Internet-Based Treatment of Depression: Comparing Guided With Unguided Self-Help

Depression Clinical Trial

Official title:
Internet-Based Treatment of Depression: A Randomized Controlled Trial Comparing Guided With Unguided Self-Help

Clinical Trial Details — Status: Completed

Administrative data
NCT number NCT04428450
Other study ID # Berger_2011_deprexis
Secondary ID
Status Completed
Phase N/A
First received
Last updated
Start date September 1, 2009
Est. completion date December 31, 2010

Study information
Verified date February 2024
Source Gaia AG
Contact n/a
Is FDA regulated No
Health authority
Study type Interventional

Clinical Trial Summary

The study is a randomized controlled trial and to compare the benefits of a 10-week web-based unguided self-help treatment with the same intervention complemented with weekly therapist support via e-mail. A waiting-list control group will be included. The Beck Depression Inventory (BDI-II) will be used as the primary outcome measure. Secondary outcomes include general psychopathology, interpersonal problems, and quality of life.

Description:

Depression is a major health problem associated with significant disability and economic costs. Although depression can be treated effectively with several psychological and pharmacological treatment options, many sufferers still seek or receive inadequate therapy or no therapy at all.

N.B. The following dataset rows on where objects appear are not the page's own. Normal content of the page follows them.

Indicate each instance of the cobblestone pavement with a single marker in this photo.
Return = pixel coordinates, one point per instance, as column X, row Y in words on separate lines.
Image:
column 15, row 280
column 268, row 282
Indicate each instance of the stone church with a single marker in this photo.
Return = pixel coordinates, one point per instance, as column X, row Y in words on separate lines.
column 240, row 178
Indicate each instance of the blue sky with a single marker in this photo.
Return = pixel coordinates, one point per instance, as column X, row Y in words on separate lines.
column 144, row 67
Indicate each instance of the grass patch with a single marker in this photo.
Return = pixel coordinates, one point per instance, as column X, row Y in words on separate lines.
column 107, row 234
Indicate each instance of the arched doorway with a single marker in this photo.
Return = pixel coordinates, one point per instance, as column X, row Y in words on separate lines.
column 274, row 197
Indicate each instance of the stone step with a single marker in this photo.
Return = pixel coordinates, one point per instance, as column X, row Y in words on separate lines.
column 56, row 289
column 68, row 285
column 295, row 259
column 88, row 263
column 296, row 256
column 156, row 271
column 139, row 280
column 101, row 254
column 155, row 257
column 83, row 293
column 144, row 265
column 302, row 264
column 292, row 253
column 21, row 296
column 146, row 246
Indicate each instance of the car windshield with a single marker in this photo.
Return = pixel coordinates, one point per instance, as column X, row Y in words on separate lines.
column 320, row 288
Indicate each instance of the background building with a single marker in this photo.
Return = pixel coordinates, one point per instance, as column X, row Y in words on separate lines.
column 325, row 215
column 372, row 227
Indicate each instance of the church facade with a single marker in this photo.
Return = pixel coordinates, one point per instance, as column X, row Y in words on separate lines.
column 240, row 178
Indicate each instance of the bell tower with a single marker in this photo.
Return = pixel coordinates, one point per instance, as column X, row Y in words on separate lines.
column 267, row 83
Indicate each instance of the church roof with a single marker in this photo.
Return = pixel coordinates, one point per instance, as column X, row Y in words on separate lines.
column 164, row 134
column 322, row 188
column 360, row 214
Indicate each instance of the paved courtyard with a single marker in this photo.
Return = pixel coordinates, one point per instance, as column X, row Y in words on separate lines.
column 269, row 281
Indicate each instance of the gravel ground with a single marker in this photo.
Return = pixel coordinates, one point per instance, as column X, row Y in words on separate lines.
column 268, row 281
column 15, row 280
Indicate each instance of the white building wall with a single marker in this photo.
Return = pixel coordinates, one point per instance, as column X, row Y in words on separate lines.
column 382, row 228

Internet-based treatments may help to serve this demand, being accessible anytime and anywhere making it easier for underserved populations and people living in remote areas to receive treatment. The present study aims to assess the efficacy of an internet-based CBT intervention for depression (Deprexis), directly comparing the benefits of a low intensity therapist-guided with an unguided self-help version. A waiting-list control group will be included. Individuals meeting the diagnostic criteria of major depression or dysthymia will be randomly assigned to one of the three conditions. While unguided self-help will not include any contact with a therapist or the study team during the treatment, guided self-help will include a weekly scheduled e-mail feedback by a therapist and the possibility to ask questions via e-mail. While in an earlier study Deprexis was assessed as an add-on to TAU, this study will examine the efficacy of the program when delivered as a stand-alone intervention (i.e., only individuals who currently do not receive psychotherapy will be included). Moreover, this study will include a structured diagnostic interview at pretreatment. Only participants fulfilling the criteria of a depressive disorder (major depression or dysthymia) will be included in the trial. Participants will be recruited in Switzerland and Germany via articles in national and regional newspapers and a national television interview. All questionnaires will be administered via the internet. The 21-item BDI-II will be used as the main outcome measure. Secondary outcome measures will include the Brief Symptom Inventory (53-item BSI), the Inventory of Interpersonal Problems (64-item IIP), and the WHOQOL-BREF.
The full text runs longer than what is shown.